NEW YORK ( MainStreet)-- FREE MSG FROM MAINSTREET!!!!! You have been chosen to test & keep a BRAND NEW iPad for free only today!!

You WON! Go to www.mainstreet.com to claim your free $1,000 gift card RIGHT NOW!

If you've received messages like this, or one of many others, you may have been targeted by the latest ring of text message scammers to get shut down by the FTC.

Last Monday the Federal Trade Commission filed a complaint against a network of scam artists working through messages just like the ones above, although without the friendly MainStreet label to make your day. According to Steve Wernikoff, an attorney with the FTC who signed the complaint, the scam artists sent out tens of millions of text messages similar to the ones above, all offering free gift cards or prizes for costumers willing to visit their websites. However it never turned out to be that easy.

Then the robo-calls started.

"We've alleged that these companies ran websites where consumers were fooled into providing their personal information," Wernikoff said. "That information was later shared with third parties, and the consumers weren't provided with clear or conspicuous notices of what was happening."

Once in the system, the victims were told that they needed to jump through multiple hoops in order to get their prizes. The websites demanded intensely personal information including names, addresses, credit scores and even health data as a part of the process required to qualify for the allegedly free prize. The defendants, according to FTC filings, then collected this data, sold it to third parties and used it themselves for mass-marketing purposes, most notably in bombarding consumers with robo-calls related to home security, satellite television and travel services.

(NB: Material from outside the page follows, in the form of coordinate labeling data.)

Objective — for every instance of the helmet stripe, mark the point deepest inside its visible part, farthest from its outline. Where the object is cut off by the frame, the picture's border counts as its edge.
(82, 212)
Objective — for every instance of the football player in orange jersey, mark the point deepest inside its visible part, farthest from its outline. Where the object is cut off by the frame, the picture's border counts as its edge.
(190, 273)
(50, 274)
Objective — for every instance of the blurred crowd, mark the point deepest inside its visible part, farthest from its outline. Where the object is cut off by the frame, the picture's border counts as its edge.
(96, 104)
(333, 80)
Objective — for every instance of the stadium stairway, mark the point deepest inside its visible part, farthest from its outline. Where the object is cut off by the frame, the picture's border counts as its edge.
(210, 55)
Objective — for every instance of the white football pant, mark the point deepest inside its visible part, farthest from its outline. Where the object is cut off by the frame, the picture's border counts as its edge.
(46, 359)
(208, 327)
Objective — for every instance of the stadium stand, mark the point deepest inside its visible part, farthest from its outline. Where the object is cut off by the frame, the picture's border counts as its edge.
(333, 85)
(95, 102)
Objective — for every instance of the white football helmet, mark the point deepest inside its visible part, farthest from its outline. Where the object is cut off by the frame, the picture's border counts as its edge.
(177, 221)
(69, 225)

After consumers entered their personal information they were also asked to participate in a series of offers, once again necessary in order to qualify for the increasingly elusive prize. According to Wernikoff this often included over a dozen "special offers," most of which required either an up front payment or created a series of hidden subscriptions with ongoing fees.

In virtually all cases it would have been impossible for the consumers to receive the allegedly free products without spending any money, had there actually been any prizes in the first place.

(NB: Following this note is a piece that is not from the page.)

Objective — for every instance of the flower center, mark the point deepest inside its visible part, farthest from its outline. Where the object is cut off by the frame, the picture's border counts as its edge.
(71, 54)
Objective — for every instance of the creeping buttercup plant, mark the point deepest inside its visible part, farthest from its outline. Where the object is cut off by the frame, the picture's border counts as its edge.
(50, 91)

"Consumers were also told on these websites that they were going to receive a free $1,000 gift card for going to the sites, and that turned out not to be true," Wernikoff said. "We haven't seen an instance where a consumer actually received a free gift card."

The defendants also broke the law by spamming consumers' text messages to begin with. Sending unsolicited, commercial texts is generally banned by the FTC, as consumers typically either pay for each one received or have a monthly cap. This type of spam imposes a real cost on customers; even if it's only 10 cents per individual, by the time a company has sent out tens of millions, the numbers add up.

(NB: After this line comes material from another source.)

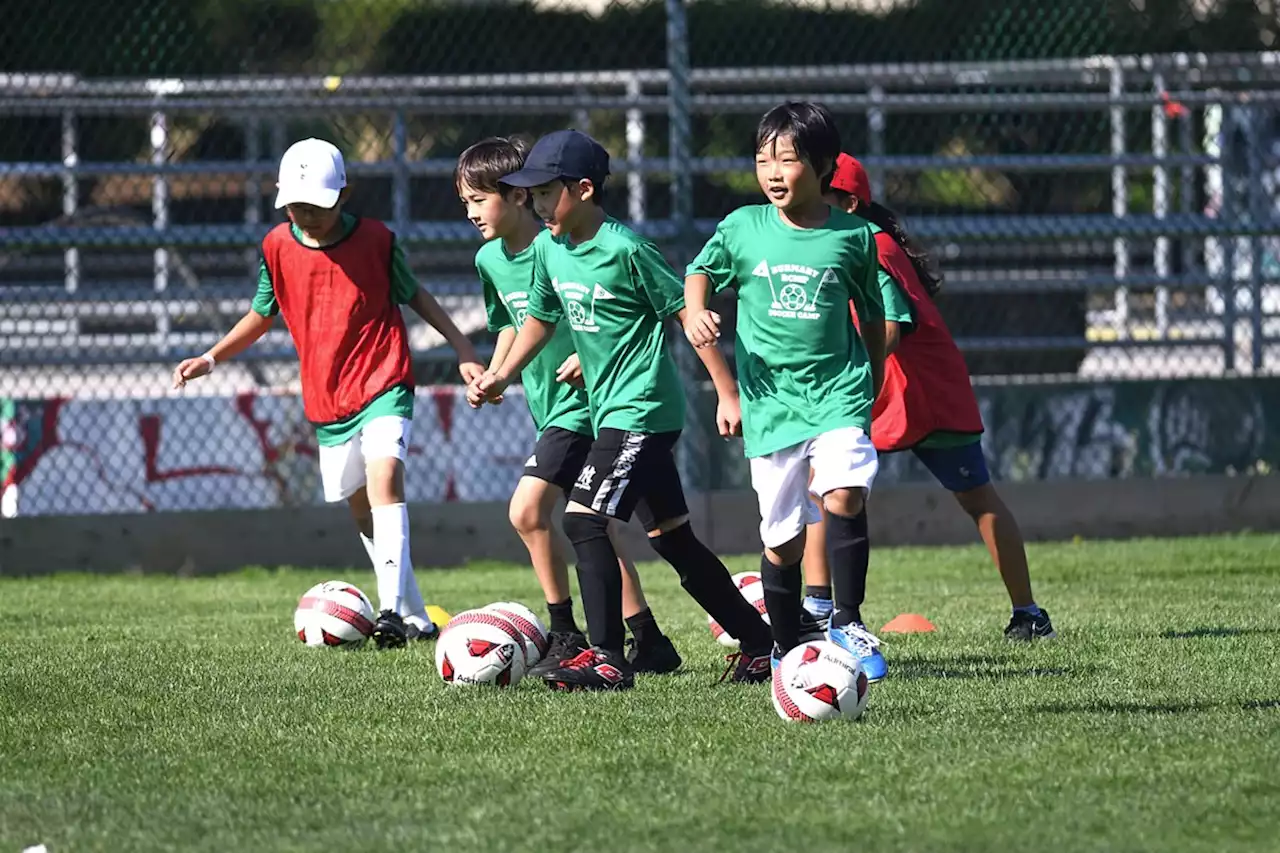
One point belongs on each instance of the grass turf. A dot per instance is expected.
(147, 714)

Unfortunately, while the FTC can shut down this type of illegal activity, it's much harder to make the victims whole.

"This is a tricky case as far as trying to get money back to the consumers," Wernikoff said, emphasizing that the widespread but often minor nature of the injury makes it much harder to compensate victims. Indeed, it's often difficult to even identify who the victims are in a matter like this, although as the lawsuit progresses the FTC anticipates that will become more clear.

The commission also expects to have more information regarding the defendants in this case once discovery is complete. Currently the complaint names marketing firms Acquinity Interactive, Worldwide Commerce Associates, RevenuePath Limited and the Firebrand Group, S.L. of Nevada along with several of their directors and officers. According to Wernikoff, however, the FTC is continuing its investigation to decide whether any further defendants will be named.

More information regarding text message spam is available at the FTC's website here. Still, a good rule of thumb is to just keep it simple: if someone is promising you $1,000 free, there's almost always a catch.